La reprise est encore plus nette dans les magasins spécialisés et les épiceries bio, qui enregistrent une croissance de 6,2 %. Ces enseignes, fragilisées par les fermetures de 2022 et 2023, semblent avoir trouvé un nouveau souffle grâce à une politique de prix plus serrée et à un recentrage sur les produits essentiels, comme les fruits et légumes, plébiscités par les consommateurs réguliers. Quant à la vente directe, elle confirme son statut de moteur structurel du marché avec +8,8 % sur le semestre. Cette croissance illustre l’attachement des Français aux circuits de proximité et à la transparence sur l’origine des produits.

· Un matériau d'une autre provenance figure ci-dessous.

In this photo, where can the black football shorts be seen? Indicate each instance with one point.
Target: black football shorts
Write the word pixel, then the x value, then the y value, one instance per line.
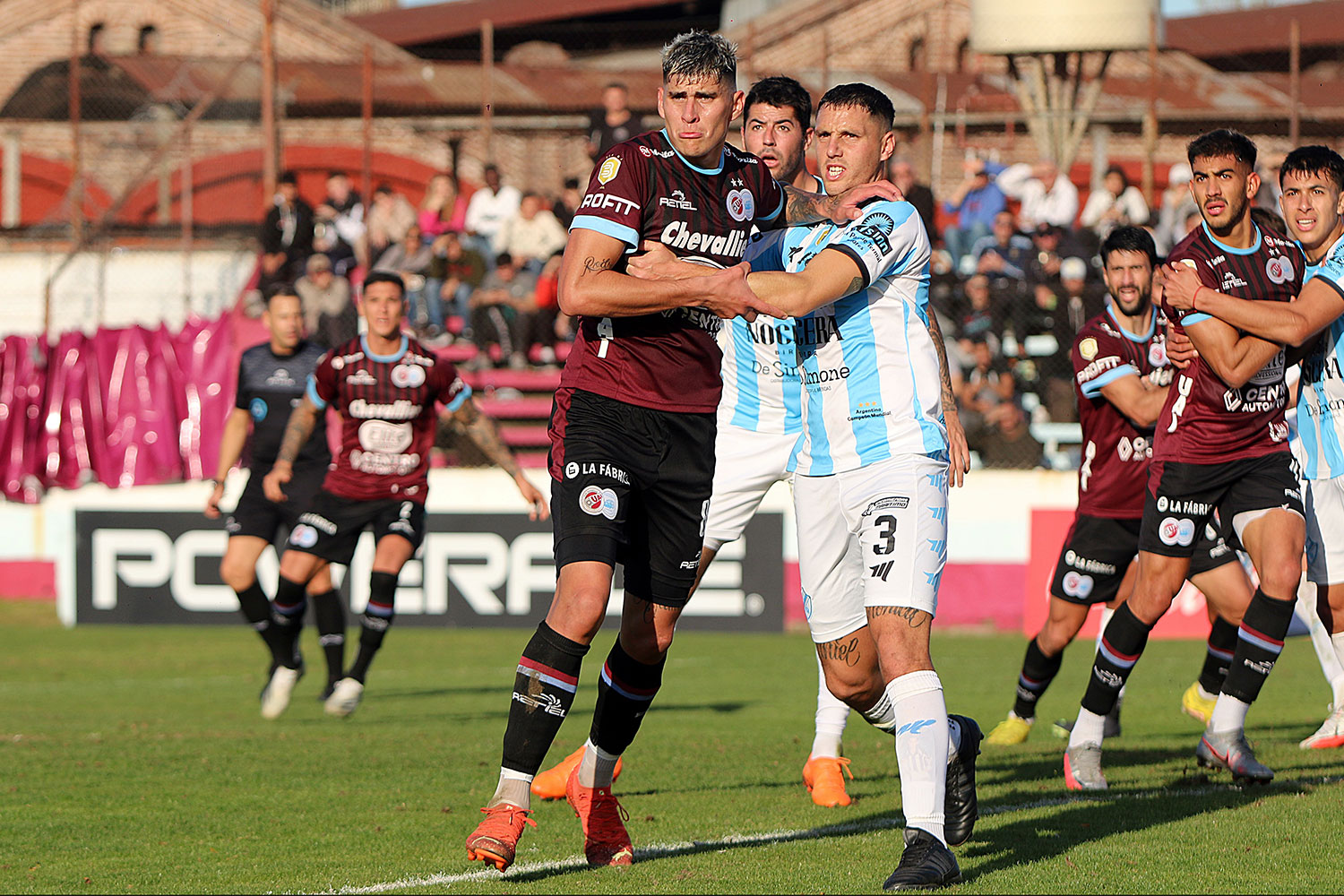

Plusieurs facteurs conjoncturels ont nourri ce renouveau. La modération de l’inflation alimentaire, nettement moins forte qu’en 2024, a permis à une partie des ménages de réorienter une fraction de leur budget vers des achats bio. À cela s’ajoute une sensibilité accrue aux questions de santé et d’environnement, qui continue de tirer la demande vers des aliments moins transformés et plus vertueux. Les conditions météorologiques ont également pesé, notamment la canicule de juin 2025, qui a stimulé la consommation de boissons fraîches, de glaces et de surgelés, dont les références bio progressent régulièrement.
Cette reprise de la consommation a été facilitée par une amélioration de la production dans certaines filières, telles que les fruits, les légumes, et les productions avicoles, qui montrent des signes de redressement après plusieurs campagnes compliquées. Mais si l’amont se stabilise, il reste encore très contrasté. L’élevage bovin bio demeure sous forte tension, avec une part importante des animaux écoulés en conventionnel faute de débouchés. Les cultures de maïs et de tournesol ont, elles aussi, été fragilisées par les aléas climatiques, rappelant la vulnérabilité structurelle de ces productions.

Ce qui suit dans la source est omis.